Par une requête enregistrée le 9 mars 2021 et des mémoires enregistrés le 28 février 2022 et le 9 juin 2022, le Conservatoire de l'espace littoral et des rivages lacustres, représenté par Me Stahl, avocate, demande à la cour :
1°) d'annuler ce jugement du tribunal administratif de Grenoble du 25 janvier 2021 ;
2°) de rejeter la demande présentée par l'association Foyer du Léman devant le tribunal administratif de Grenoble ;
3°) de mettre à la charge de l'association Foyer du Léman la somme de 3 000 euros au titre de l'article L. 761-1 du code de justice administrative.
Il soutient que :
- le jugement est irrégulier, en ayant retenu un moyen qui n'avait pas été soulevé ;
- les premiers juges ont, à tort, retenu que la décision litigieuse méconnaît l'article L. 215-1 du code de l'urbanisme, en l'absence de zone de préemption créée par le département de la Haute-Savoie dès lors que l'article 233 de la loi du 22 août 2021, qui n'est pas contraire à l'article 1er du premier protocole de la convention européenne de sauvegarde des droits de l'homme et des libertés fondamentales et à la liberté contractuelle, a eu pour effet, par son I, de restaurer le droit de préemption prévu par l'article L. 215-1 et suivants du code de l'urbanisme dans les zones de préemption créées par le préfet au titre de la législation sur les périmètres sensibles avant l'entrée en vigueur de la loi du 18 juillet 1985 et, par son II, applicable à la décision litigieuse, de purger les décisions de préemption prises entre le 1er janvier 2016 et son entrée en vigueur de l'irrégularité résultant de l'abrogation de ce droit de préemption dans ces zones par l'ordonnance du 23 septembre 2015 ;
- les autres moyens soulevés en première instance, tirés du caractère frauduleux de la décision litigieuse, du défaut de consultation de la SAFER avant notification de la déclaration d'intention d'aliéner, de l'absence d'intégration des parcelles dans une zone où le droit de préemption est applicable et du défaut de consultation préalable du service des domaines, ne sont pas fondés.

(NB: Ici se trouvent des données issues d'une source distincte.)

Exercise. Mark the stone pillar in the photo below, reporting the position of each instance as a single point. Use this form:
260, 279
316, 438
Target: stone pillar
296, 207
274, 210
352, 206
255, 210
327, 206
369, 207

Par un mémoire en défense enregistré le 2 mai 2022, l'association Foyer du Léman, représentée par Me Jacques (SELAS Lega-Cite avocats), avocat, conclut au rejet de la requête et demande à la cour de mettre à la charge du Conservatoire de l'espace littoral et des rivages lacustres la somme de 3 000 euros en application de l'article L. 761-1 du code de justice administrative.
Elle soutient que :
- le moyen retenu par le tribunal administratif était soulevé ;
- le tribunal ne pouvait faire application de l'article 233 de la loi du 22 août 2021, lequel n'était pas encore entré en vigueur ;
- la décision de préemption litigieuse est dépourvue de base légale, l'article L. 142-12 du code de l'urbanisme sur lequel elle se fonde ayant été abrogé par l'ordonnance du 23 septembre 2015 et le II de l'article 233 de la loi du 22 août 2021 étant contraire à l'article 1er du premier protocole de la convention européenne de sauvegarde des droits de l'homme et des libertés fondamentales, ainsi qu'à la liberté contractuelle garantie par la jurisprudence de la Cour européenne des droits de l'Homme ;
- la décision de préemption litigieuse procède d'une fraude.

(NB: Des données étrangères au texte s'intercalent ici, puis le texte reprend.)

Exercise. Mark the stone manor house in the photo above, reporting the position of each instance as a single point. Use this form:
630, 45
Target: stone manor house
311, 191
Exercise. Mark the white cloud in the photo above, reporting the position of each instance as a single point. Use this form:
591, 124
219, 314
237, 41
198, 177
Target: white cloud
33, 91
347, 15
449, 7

Par un mémoire en défense distinct enregistré le 2 mai 2022, l'association Foyer du Léman a demandé à la cour, sur le fondement de l'article 23-1 de l'ordonnance n° 58-1067 du 7 novembre 1958, de transmettre au Conseil d'Etat la question prioritaire de constitutionnalité relative à la conformité aux droits et libertés garantis par la Constitution du II de l'article 233 de la loi du 22 août 2021 portant lutte contre le dérèglement climatique et renforcement de la résilience face à ses effets.

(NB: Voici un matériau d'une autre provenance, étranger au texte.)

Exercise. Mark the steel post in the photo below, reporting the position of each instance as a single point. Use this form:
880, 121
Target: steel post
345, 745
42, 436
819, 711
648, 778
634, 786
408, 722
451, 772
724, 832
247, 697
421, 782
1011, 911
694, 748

Par un mémoire enregistré le 13 mai 2022, le Conservatoire de l'espace littoral et des rivages lacustres a conclu au rejet de cette demande de transmission d'une question prioritaire de constitutionnalité au Conseil d'Etat.
Par une ordonnance du 5 juillet 2022, le président de la troisième chambre de la cour administrative d'appel de Lyon a refusé de transmettre au Conseil d'Etat cette question prioritaire de constitutionnalité.
Par ordonnance du 7 octobre 2022, la clôture de l'instruction a été fixée en dernier lieu au 21 octobre 2022.
Vu les autres pièces du dossier ;
Vu :
- la convention européenne de sauvegarde des droits de l'homme et des libertés fondamentales et son protocole n°1 ;
- le code de l'environnement ;
- le code de l'urbanisme ;
- la loi n° 2021-1104 du 22 août 2021 ;
- l'ordonnance n° 2015-1174 du 23 septembre 2015 ;
- le code de justice administrative.
Les parties ayant été régulièrement averties du jour de l'audience ;
Après avoir entendu au cours de l'audience publique :
- le rapport de Mme Sophie Corvellec, première conseillère ;
- les conclusions de M. Samuel Deliancourt, rapporteur public ;
- et, les observations de Me Stahl, avocate, représentant le Conservatoire de l'espace littoral et des rivages lacustres et Me Perrier, avocat, représentant l'association Foyer du Léman ;
Considérant ce qui suit :
1. Le 30 mars 2017, le Conservatoire de l'espace littoral et des rivages lacustres, se substituant à la société d'aménagement foncier et d'établissement rural (SAFER) d'Auvergne-Rhône-Alpes, a levé l'option d'achat prévue par la promesse unilatérale de vente consentie par l'association Foyer du Léman le 11 juillet 2016, se portant ainsi acquéreur de sept parcelles situées sur le territoire de la commune de ... et, en partie, dans une zone de préemption créée par le préfet de la Haute-Savoie par arrêté du 7 mars 1979. Relevant qu'aucun acte de vente n'avait été régularisé devant notaire dans le délai de quatre-vingt-dix jours stipulé par la promesse de vente, l'association Foyer du Léman a, par courrier du 1er juillet 2017, dénoncé la caducité de cette promesse. Toutefois, le notaire qui la représentait a, par formulaire daté du 29 août 2017, transmis une déclaration d'intention d'aliéner relative à cette vente au département de la Haute-Savoie. Celui-ci ayant renoncé à exercer son droit de préemption, le Conservatoire de l'espace littoral et des rivages lacustres a, par la décision litigieuse du 28 septembre 2018, préempté ces parcelles sur le fondement de l'article L. 215-14 du code de l'urbanisme. Saisi par l'association Foyer du Léman, le tribunal administratif de Grenoble a annulé cette décision, par un jugement du 25 janvier 2021, dont le Conservatoire de l'espace littoral et des rivages lacustres relève appel.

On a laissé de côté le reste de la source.